Collins v. State

BURGESS, Justice,

dissenting.

I respectfully dissent to the majority’s dismissal based upon Tex.Code Crim.Proc.Ann. art. 42.12, § 5(b) (Vernon 1979 & Supp.1995). In Olowosuko v. State, 826 S.W.2d 940, 941 (Tex.Crim.App.1992), the court stated: “Therefore, an appellate court must sort out various rulings a trial court may make in the course of a deferred adjudication proceeding to determine those which the Legislature provided a right to appeal.” See also McNew v. State, 608 S.W.2d 166, 173 n. 10 (Tex.Crim.App.[Panel Op.] 1978).

Several courts of appeal have followed this and allowed appeals of certain issues. Gilbert v. State, 852 S.W.2d 623 (Tex.App.—Amarillo 1993, no pet.) (competency at time of adjudication hearing); De Leon v. State, 797 S.W.2d 186 (Tex.App.—Corpus Christi *8651990, no pet.) (timeliness of motion to adjudicate); Fuller v. State, 653 S.W.2d 65 (Tex.App.— Tyler 1983, no pet.) (right to counsel at adjudication hearing); Dahlkoetter v. State, 628 S.W.2d 255 (Tex.App.—Amarillo 1982, no pet.) (trial judge’s authority to adjudicate).

An analogous case is Eldridge v. State, 731 S.W.2d 618 (Tex.App.—Houston [1st Dist.] 1987, no pet.). The court held it could consider the issue of whether the probationer had been afforded a hearing under article 42.12. The court found the probationer had not been afforded a “meaningful hearing”, this was a violation of due process and reversed the order adjudicating guilt.

In Phynes v. State, 828 S.W.2d 1 (Tex. Crim.App.1992), the court criticized Fuller and held the alleged failure to have counsel present at a hearing to adjudicate guilt was not appealable. Unfortunately, the Phynes opinion did not mention the previous language in Olowosuko v. State, nor any of the courts of appeals cases other than Fuller. It certainly appears the court is on its way to stating an absolute no appeal rule. If so, this is the perfect opportunity, although I would urge them not to do so.

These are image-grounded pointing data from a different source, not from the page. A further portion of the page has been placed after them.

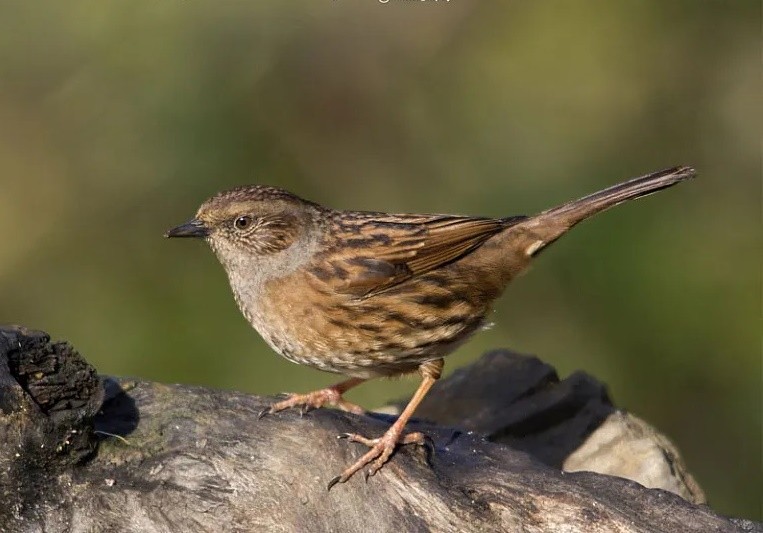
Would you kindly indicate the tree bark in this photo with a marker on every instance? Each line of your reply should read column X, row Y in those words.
column 79, row 452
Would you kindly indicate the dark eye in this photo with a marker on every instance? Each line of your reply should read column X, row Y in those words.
column 243, row 222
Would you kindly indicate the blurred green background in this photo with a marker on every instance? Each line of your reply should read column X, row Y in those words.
column 118, row 118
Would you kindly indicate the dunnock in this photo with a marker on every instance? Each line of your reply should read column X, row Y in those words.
column 375, row 294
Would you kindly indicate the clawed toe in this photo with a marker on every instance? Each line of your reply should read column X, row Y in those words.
column 381, row 449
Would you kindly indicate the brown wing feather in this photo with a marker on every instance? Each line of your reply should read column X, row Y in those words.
column 375, row 252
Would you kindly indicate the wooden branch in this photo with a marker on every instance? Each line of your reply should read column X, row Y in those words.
column 81, row 453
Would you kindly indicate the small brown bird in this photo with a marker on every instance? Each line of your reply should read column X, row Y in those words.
column 374, row 294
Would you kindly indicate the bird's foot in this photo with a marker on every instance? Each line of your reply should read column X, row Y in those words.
column 313, row 400
column 381, row 450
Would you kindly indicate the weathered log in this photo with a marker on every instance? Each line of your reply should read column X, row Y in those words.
column 81, row 453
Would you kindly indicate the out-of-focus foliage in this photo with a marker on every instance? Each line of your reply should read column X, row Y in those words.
column 118, row 118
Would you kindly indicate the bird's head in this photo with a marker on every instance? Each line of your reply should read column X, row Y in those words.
column 250, row 223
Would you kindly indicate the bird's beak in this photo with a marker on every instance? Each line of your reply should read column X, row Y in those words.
column 192, row 228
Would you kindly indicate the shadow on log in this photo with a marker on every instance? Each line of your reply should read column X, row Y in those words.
column 78, row 453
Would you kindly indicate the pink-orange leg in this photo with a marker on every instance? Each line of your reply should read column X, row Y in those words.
column 313, row 400
column 383, row 447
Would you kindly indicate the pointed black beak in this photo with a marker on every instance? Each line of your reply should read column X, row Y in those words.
column 192, row 228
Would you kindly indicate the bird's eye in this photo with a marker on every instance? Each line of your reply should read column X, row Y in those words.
column 242, row 222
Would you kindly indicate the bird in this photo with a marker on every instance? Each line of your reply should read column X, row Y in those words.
column 372, row 294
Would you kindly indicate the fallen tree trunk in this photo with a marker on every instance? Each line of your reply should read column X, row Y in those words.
column 83, row 453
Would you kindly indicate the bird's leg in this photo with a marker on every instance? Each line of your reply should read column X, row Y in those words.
column 383, row 447
column 312, row 400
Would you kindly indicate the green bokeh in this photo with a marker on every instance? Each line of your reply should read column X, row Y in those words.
column 118, row 118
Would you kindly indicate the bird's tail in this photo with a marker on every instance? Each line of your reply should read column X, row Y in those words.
column 547, row 226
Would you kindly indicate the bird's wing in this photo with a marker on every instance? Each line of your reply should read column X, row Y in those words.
column 373, row 252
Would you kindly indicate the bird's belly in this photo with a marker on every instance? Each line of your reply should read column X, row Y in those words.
column 362, row 339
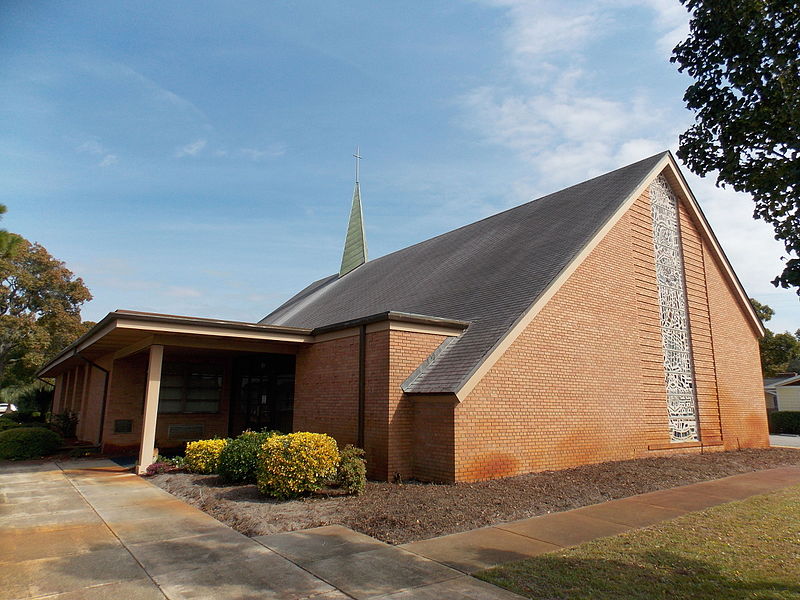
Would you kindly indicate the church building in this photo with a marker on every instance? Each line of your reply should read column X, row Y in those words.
column 601, row 322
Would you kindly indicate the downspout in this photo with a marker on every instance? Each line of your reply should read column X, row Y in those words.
column 362, row 383
column 105, row 395
column 52, row 385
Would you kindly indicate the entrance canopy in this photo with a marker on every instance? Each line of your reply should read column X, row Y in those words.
column 124, row 332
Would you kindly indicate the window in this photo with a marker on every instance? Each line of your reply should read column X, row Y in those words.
column 123, row 426
column 190, row 388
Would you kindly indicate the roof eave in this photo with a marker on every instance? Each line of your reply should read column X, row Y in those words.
column 396, row 316
column 213, row 326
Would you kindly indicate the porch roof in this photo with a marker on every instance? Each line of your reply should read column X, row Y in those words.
column 124, row 332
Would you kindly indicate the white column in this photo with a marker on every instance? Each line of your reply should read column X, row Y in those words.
column 150, row 409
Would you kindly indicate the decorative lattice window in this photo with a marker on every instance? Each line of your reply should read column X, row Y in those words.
column 676, row 343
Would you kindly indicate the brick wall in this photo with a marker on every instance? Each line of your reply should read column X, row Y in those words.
column 738, row 366
column 585, row 381
column 326, row 395
column 326, row 389
column 126, row 401
column 433, row 434
column 408, row 425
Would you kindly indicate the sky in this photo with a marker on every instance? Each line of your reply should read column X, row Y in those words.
column 195, row 157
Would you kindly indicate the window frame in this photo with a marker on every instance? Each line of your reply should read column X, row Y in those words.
column 186, row 372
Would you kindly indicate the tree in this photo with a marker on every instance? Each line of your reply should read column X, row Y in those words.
column 8, row 241
column 764, row 312
column 744, row 57
column 40, row 302
column 780, row 352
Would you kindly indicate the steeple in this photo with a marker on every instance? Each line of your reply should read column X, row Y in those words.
column 355, row 244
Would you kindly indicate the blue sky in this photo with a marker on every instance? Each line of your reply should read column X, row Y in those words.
column 195, row 157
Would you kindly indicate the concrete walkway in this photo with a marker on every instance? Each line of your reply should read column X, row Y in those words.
column 87, row 530
column 480, row 549
column 92, row 530
column 784, row 441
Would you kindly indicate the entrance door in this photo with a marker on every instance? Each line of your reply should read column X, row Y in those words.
column 263, row 393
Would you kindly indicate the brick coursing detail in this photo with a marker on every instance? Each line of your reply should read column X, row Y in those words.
column 585, row 381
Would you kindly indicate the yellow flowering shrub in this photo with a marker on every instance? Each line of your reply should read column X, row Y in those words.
column 289, row 465
column 203, row 456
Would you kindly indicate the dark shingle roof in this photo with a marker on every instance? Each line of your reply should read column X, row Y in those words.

The right to present witnesses is accorded defendants under Tex. Const. art. I § 10. The United States Supreme Court in Gagnon v. Scarpelli, 411 U.S. 778, 93 S.Ct. 1756, 36 L.Ed.2d 656 (1973) enunciated the minimum requirements of due process that must be observed in probation revocation hearings. They include, among other things, the opportunity to present witnesses. Therefore, I conclude an appeal can be taken from a trial court’s decision to deny a motion for continuance. Consequently, I would not dismiss the appeal, but address the issue raised.1

. Since the majority does not allow the appeal, any discussion on the point of error would, at this point, be an advisory opinion which we are without authority to render. Armstrong v. State, 805 S.W.2d 791, 794 (Tex.Crim.App.1991).